Elle rappellera plus tard, me répétai-je. Quelqu’un à dû la surprendre. Ça ne doit pas être facile de tromper la vigilance de M. Aguilar. Je n’ai pas de raison de m’inquiéter. Avec cette excuse et d’autres du même acabit, je me traînai jusqu’à la table pour faire semblant d’accompagner mon père et Fermín dans leurs agapes. C’était peut-être la faute de la pluie, mais tout ce que j’avalais était insipide. Il plut toute la matinée et, peu après l’ouverture de la librairie, une panne d’électricité affecta tout l’ensemble du quartier et dura jusqu’à midi.

– Il ne manquait plus que ça, soupira mon père.

A trois heures, les premières fuites se manifestèrent. Fermín s’offrit pour monter chez Merceditas et lui demander de nous prêter des cuvettes, des assiettes ou n’importe quel réceptacle concave propre à recueillir les gouttes. Mon père s’y opposa catégoriquement. Pour calmer mon inquiétude, je racontai à Fermín ce que j’avais vu dans la crypte. Fermín m’écouta, fasciné, mais malgré son insistance titanesque, je refusai de lui d’écrire la consistance, la texture et la disposition du buste de Bea. La journée s’écoula sou la pluie.

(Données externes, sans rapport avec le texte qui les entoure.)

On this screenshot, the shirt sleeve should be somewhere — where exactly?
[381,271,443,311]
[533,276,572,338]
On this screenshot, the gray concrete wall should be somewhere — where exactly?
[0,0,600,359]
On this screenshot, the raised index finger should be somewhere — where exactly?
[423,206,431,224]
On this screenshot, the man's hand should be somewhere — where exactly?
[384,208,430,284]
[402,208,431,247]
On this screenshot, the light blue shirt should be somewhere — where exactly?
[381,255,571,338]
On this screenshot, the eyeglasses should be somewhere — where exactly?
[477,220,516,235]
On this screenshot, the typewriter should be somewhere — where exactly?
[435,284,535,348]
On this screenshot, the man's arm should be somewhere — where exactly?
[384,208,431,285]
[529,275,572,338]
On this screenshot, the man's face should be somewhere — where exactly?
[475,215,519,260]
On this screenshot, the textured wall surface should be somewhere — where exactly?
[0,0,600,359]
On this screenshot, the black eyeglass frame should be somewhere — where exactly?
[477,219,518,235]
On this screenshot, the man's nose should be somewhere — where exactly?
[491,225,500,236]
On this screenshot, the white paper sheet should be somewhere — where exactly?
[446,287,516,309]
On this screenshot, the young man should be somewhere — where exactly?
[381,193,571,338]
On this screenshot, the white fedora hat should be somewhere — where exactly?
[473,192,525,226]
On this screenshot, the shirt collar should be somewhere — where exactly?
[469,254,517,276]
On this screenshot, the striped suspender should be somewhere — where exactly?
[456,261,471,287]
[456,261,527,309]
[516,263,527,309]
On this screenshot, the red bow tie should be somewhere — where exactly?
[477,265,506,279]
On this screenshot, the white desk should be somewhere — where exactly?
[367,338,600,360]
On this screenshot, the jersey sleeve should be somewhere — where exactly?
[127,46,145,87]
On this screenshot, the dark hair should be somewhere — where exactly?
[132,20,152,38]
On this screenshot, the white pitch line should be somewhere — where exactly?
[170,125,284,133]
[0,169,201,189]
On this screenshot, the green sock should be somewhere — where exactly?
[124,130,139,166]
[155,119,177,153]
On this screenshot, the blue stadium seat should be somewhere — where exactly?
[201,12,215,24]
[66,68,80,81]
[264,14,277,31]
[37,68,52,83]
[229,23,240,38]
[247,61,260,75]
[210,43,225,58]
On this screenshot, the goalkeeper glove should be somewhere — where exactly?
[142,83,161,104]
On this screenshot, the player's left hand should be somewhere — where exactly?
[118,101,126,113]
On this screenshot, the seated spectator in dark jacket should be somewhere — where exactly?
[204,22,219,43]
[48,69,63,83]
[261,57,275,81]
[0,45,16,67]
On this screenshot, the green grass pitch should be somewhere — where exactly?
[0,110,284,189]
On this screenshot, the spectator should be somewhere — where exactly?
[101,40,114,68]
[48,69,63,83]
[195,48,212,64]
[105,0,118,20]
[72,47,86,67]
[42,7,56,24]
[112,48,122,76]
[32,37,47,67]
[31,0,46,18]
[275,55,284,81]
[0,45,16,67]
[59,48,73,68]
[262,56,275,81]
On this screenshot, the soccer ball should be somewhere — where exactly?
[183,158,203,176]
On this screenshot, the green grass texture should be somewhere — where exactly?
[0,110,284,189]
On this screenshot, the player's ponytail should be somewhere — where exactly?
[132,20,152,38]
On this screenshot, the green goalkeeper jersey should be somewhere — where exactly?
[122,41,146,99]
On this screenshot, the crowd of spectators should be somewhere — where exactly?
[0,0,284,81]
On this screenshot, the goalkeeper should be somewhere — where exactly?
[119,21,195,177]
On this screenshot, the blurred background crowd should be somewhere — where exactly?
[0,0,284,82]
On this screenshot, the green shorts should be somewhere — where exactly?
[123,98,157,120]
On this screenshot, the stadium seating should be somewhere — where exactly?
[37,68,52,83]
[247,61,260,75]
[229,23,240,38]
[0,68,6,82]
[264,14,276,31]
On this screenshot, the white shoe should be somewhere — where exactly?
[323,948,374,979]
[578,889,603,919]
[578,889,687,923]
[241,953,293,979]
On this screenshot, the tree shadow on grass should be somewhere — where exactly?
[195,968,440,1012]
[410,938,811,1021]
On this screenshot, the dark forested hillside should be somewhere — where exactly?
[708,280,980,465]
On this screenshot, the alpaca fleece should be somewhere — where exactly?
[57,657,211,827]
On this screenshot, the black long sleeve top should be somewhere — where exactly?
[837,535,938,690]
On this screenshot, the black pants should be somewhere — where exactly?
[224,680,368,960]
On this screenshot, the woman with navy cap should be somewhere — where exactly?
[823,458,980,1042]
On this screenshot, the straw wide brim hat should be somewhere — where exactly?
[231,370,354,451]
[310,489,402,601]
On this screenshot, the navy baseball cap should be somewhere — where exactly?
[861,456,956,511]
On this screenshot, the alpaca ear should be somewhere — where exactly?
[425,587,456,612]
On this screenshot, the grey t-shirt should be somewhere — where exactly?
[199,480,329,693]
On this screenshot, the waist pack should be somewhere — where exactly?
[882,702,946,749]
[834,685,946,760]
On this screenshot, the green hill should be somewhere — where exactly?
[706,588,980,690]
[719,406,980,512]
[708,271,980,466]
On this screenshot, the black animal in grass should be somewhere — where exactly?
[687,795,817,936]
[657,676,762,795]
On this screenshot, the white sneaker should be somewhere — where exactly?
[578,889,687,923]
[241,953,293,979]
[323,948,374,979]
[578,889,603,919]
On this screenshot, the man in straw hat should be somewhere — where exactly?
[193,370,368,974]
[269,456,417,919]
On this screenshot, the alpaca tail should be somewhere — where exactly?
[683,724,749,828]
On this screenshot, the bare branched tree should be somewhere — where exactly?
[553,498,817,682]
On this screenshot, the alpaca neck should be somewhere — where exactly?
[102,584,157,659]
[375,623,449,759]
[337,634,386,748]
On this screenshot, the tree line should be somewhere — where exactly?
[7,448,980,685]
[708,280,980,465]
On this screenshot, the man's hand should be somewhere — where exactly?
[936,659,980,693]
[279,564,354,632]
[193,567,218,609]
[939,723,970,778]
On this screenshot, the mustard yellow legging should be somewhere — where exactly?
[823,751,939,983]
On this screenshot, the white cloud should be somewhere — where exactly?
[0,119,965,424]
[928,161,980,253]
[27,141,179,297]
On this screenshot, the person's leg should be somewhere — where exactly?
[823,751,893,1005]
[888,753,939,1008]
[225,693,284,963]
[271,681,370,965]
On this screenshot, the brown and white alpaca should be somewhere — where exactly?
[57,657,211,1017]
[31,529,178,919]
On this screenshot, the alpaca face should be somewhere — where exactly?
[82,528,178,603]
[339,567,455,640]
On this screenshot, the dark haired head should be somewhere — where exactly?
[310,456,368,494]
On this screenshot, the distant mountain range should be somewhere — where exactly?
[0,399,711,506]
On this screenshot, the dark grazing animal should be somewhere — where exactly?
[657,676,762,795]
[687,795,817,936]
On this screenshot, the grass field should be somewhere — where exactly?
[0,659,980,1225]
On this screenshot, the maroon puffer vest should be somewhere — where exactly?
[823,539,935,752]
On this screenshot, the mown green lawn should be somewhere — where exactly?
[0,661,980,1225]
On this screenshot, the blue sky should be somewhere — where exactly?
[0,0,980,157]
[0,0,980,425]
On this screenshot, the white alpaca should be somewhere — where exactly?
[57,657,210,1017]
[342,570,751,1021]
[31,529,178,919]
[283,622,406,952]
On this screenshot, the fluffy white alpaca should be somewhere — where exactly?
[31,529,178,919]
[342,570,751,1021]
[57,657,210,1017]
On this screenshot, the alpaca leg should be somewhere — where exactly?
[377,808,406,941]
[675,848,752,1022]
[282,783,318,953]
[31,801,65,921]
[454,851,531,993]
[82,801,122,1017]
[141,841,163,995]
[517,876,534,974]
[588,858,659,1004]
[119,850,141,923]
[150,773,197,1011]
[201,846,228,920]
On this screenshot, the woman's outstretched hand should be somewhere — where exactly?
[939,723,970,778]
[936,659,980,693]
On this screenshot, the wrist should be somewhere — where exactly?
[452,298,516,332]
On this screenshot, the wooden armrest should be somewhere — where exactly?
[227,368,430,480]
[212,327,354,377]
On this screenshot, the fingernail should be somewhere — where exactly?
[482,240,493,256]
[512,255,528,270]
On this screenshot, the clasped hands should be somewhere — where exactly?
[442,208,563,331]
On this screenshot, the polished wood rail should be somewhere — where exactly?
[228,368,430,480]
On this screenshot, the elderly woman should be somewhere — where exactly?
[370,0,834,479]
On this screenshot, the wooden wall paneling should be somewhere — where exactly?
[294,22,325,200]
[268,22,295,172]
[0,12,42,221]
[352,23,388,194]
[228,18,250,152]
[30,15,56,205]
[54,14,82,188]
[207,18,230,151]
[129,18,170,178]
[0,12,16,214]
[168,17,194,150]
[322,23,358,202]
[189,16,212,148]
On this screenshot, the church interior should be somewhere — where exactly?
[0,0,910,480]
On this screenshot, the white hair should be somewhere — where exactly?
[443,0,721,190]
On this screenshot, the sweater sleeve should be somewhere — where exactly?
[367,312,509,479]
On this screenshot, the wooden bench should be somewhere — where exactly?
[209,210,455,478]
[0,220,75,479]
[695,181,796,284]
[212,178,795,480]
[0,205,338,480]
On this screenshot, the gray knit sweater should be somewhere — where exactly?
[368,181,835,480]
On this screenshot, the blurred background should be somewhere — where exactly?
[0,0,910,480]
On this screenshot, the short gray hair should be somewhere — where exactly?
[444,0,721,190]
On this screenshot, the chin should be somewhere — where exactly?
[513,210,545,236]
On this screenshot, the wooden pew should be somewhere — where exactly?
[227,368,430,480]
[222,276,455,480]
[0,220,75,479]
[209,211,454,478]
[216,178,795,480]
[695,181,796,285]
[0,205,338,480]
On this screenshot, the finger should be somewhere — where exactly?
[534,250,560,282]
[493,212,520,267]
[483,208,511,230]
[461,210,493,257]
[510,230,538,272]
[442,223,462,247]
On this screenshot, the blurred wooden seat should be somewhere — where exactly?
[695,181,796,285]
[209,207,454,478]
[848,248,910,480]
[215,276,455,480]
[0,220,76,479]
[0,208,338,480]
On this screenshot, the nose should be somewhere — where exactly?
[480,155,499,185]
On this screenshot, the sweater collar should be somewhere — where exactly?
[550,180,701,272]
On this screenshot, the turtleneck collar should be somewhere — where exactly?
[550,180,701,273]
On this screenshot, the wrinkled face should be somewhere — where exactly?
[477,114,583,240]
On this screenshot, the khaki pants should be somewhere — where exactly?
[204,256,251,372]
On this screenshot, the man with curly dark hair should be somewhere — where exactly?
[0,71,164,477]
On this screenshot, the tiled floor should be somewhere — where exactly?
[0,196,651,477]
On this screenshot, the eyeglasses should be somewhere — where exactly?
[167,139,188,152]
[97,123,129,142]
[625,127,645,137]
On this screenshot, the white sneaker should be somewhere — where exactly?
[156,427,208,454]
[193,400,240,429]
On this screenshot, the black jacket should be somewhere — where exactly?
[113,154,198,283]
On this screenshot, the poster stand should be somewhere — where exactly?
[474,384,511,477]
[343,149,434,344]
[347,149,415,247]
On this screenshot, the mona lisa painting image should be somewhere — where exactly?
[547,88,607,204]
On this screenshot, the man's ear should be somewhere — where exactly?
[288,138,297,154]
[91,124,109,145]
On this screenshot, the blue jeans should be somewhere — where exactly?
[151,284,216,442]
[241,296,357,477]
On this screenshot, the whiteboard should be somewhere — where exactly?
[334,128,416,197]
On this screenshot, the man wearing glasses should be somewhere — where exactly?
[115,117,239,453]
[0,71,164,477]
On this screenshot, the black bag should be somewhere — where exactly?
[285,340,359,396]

Après le dîner, sous prétexte de faire quelques pas pour me dégourdir les jambes, je laissa mon père à sa lecture et me dirigeai vers la demeure de Bea. Je m’arrêtai au carrefour pour contempler les fenêtres et me demander ce que je faisais là. Espion, voyeur, ridicules, furent quelques-uns des qualificatifs qui me vinrent à l’esprit. Mais aussi dépourvu de dignité que de manteau pour me protéger de la température glaciale, je m’abritai sous un porche et restai près d’une demi-heure. Pas trace de Bea.

Il était presque minuit quand je rentrai à la maison, grelottant e portant tout le poids du monde sur mes épaules. Elle appellera demain, me répétai-je mille fois, en tentant de trouver le sommeil. Bea n’appela pas le lendemain. Ni le surlendemain. Ni de toute la semaine, la plus longue et la dernière de ma vie.

 

 

Sept jours, c’est assez pour mourir.

 

 

 

 

 

 

23

 

 

 

 

Seul un homme qui n’a plus qu’une semaine à vivre est capable de gaspiller son temps comme je le fis ces jours-là. Je le passai à surveiller le téléphone et me faire un sang d’encre, à ce point prisonnier de mon propre aveuglement que j’étais incapable de deviner ce que le destin me tenait en réserve. Le lundi à midi, je me rendis à la faculté de Lettres, place de l’Université, dans l’intention de voir Bea. Je savais que cela ne lui ferait sûrement pas plaisir de m’y rencontrer, ni qu’on nous surprenne ensemble en public, mais je préférais encore affronter sa colère plutôt que prolonger cette incertitude.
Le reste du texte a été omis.